Irving Penn: Small Trades
In 1950, master photographer Irving Penn set up a simple studio in Paris and started to photograph people of all kinds of professions, each wearing their work clothes and carrying the tools of their trade.
Working in the tradition of representing the petits métiers, Penn photographed fishmongers, firefighters, butchers, bakers, divers, baseball umpires, chefs, bike messengers, and sellers of goods of all kinds.
Penn continued photographing workers in New York and London, collecting the photos into a project called Small Trades.
Penn said of the project:
Like everyone else who has recorded the look of tradesmen and workers, the author of this book was motivated by the fact that individuality and occupational pride seem on the wane. To a degree everyone has proved right, and since these photographs were made, London chimney sweeps have all but disappeared and in New York horseshoers — hard to find in 1950 — now scarcely exist.
A possible companion to Penn’s photographs: Studs Terkel’s Working: People Talk About What They Do All Day and How They Feel About What They Do. (Fun fact: Terkel and his editor got the idea for Working from Richard Scarry’s children’s book, What Do People Do All Day?)
Comments 2
Before Irving Penn, August Sander made many memorable portraits of workers in Germany.
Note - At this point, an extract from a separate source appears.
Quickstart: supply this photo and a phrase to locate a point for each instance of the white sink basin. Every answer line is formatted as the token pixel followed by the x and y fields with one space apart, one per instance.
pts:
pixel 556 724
The update to Studs Terkel's book is Gig: Americans Talk About Their Jobs, published in 2001 so a bit of a time capsule but still fascinating. One of the best things I read this summer.
August Sander is a major German photographer. His first book Face of our Time (German: Antlitz der Zeit) was published in 1929. Sander has been described as "the most important German portrait photographer of the early twentieth century".
To tell the truth, I think Penn was not so inspired in this Small Trades project... I'd trade three shots of Penn for one from August Sander.